I have a 16S V4-V5 dataset (primers are 515F, 926R) that includes 4 different MiSeq runs with 368 total samples. Most of these samples appear in two of the four runs, but a couple samples appear in three or even all four runs. My sequencing center told me that they resequenced many of my samples to get more reads per sample.
After de-noising each of the four runs separately using DADA2, I can see that many of these samples are inadequate for downstream analysis, as expected. For example, 11 of the samples in Run1 contain no reads at all, and 50 of the samples contain less than 1,000 reads.
My question is what should I do with these duplicated samples moving forward?
The two possibilities I see now are:
Choose the duplicate sample with the highest number of reads and discard the duplicate samples from the other runs. If I were to do this, is there a generally accepted threshold for the minimum number of sequences that a sample should have?
Merge the reads across the duplicate samples (probably by summing them, not by averaging them), effectively treating them as composite samples.
I would drop the one with the least sequences. Manually go through the separate runs and use filter-samples to remove those.
Not really, it really depends on your sample type and what kind of biological question you are trying to answer. See this thread for a little more in depth answer
I wouldn’t merge the 2 samples, the risk of combining batch effects from 2 separate runs is too great. This will likely lead to these merged samples to have an artificially unique signature resulting from the merging that other samples didn’t have.
Thanks for the help and resources. I agree with you about the batch effect concern.
My hesitation is coming from the fact that ~8% of samples could be saved from the inevitable rarefaction guillotine if I were to merge the duplicates by summing the sequences together…
However, I think I’ll be able to get more reads per sample by re-doing the de-noising step a little differently. Hopefully at that point I will no longer be tempted to sum sequences across duplicates. To be continued!
Ouch, . That is unfortunate. How much reads are you currently getting? I ask because if it is ok amount for these samples, then there’s actually quite a bit of analysis you can do that doesn’t require rarefaction. Though of course, you still want a decent # of reads to be representative of the overall community. I still think the risk is too great to merge some samples but not others, especially if they come from different runs but I’d be curious what others think about this. @jwdebelius, @Nicholas_Bokulich?
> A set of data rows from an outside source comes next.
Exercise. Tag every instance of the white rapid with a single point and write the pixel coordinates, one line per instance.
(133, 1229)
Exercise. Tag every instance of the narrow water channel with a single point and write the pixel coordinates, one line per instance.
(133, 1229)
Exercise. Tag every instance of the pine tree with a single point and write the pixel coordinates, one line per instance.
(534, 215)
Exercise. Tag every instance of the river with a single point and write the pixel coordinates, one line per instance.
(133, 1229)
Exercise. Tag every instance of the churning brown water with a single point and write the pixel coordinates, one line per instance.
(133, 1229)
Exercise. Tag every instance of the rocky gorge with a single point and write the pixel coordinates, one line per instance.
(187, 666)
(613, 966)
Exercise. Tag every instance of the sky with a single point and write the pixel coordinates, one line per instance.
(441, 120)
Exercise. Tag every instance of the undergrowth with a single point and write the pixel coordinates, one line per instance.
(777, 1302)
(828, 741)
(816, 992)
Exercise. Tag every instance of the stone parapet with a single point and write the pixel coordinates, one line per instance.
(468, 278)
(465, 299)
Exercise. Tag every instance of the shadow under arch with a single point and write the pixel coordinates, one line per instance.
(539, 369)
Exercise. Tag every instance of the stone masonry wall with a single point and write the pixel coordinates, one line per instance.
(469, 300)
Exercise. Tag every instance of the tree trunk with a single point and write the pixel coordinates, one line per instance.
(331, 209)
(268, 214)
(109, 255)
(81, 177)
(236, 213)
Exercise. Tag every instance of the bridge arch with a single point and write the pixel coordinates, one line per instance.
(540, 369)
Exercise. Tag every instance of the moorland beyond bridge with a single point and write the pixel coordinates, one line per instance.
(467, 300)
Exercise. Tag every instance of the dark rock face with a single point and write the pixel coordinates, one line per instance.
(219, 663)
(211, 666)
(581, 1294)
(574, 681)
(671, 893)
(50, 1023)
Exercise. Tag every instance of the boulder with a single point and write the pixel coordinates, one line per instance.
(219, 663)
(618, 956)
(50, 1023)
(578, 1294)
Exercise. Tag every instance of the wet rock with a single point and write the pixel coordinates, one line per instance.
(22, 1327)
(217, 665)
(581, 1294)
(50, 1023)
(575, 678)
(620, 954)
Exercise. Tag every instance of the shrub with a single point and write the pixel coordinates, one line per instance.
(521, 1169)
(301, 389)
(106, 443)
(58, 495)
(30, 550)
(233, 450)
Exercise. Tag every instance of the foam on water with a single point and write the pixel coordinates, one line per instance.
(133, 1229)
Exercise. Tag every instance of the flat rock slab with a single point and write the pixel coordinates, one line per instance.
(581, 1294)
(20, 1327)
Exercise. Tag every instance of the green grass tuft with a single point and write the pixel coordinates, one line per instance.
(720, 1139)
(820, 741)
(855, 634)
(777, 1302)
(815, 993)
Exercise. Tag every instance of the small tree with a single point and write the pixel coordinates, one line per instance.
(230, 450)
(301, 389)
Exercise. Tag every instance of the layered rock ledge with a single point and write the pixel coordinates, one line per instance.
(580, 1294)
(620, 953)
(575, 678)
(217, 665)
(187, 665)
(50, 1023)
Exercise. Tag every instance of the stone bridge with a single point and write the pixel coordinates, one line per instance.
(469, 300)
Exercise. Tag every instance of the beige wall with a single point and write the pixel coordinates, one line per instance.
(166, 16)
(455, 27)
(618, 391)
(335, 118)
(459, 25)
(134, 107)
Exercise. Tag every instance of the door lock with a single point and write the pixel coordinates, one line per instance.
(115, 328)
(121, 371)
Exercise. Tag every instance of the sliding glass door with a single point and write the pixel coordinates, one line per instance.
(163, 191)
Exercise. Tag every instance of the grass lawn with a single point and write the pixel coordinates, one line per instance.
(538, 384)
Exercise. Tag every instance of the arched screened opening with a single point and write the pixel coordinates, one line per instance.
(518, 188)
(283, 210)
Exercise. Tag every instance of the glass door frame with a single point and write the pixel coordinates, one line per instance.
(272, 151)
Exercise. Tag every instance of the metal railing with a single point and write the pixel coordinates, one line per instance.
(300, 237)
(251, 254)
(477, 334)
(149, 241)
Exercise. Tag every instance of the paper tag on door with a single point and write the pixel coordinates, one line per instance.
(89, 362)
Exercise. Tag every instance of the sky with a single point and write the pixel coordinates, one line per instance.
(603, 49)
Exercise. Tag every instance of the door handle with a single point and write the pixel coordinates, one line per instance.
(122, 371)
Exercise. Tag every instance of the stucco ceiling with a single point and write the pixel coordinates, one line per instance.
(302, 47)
I would definitely invest some effort into this, would be your best option. Feel free to start a new thread with questions specific to that if you want, there’s loads of discussion on that on the forum too.
I’m generally anti merging sequencing replicates, especially ones that you’ve resequenced. So, I’d pick the one with more samples and move on! There may be a reason certain samples failed to amplify (bad extraction is a common one) and so I’d just be careful. I would also consider your rarefaction threshhold.
For high biomass samples, I like something around 5000 seqs/sample which I know many people think is low, but . The patterns hold at that depth, Bray Curtis/shannon are pretty stable and I keep a fair number of samples for my rarefied analyses. In lower biomass enviroments, I might work at 2500 or 1250… depending on what I need. A rarefaction depth of 10,000 seqs/sample isn’t necessary, but if you’re below 1000, it’s a bad sample you should be thrown out whether you’re doing rarefaction-less analysis or not.
It sounds like at 8% you’re losing a lot of samples, but it also depends on sample type. If they’re low or ultra low biomass, I might expect a 30-50% failure rate. (Inevitably, there is an inverse relationship with the ease of collecting samples and their sequencing success.)
I’m with Bod on this, too! If this can give you a better solution and help you save reads, I think I’d look there.
Hi @Mehrbod_Estaki and @jwdebelius,
Thank you to both of you for taking the time to provide these useful guidelines moving forward.
It turns out that I had a big problem with failing to merge paired-end reads in the denoising step, causing me to lose a ton of sequences. I started over using just the forward reads and it fixed the problem. The filter-samples function also worked great.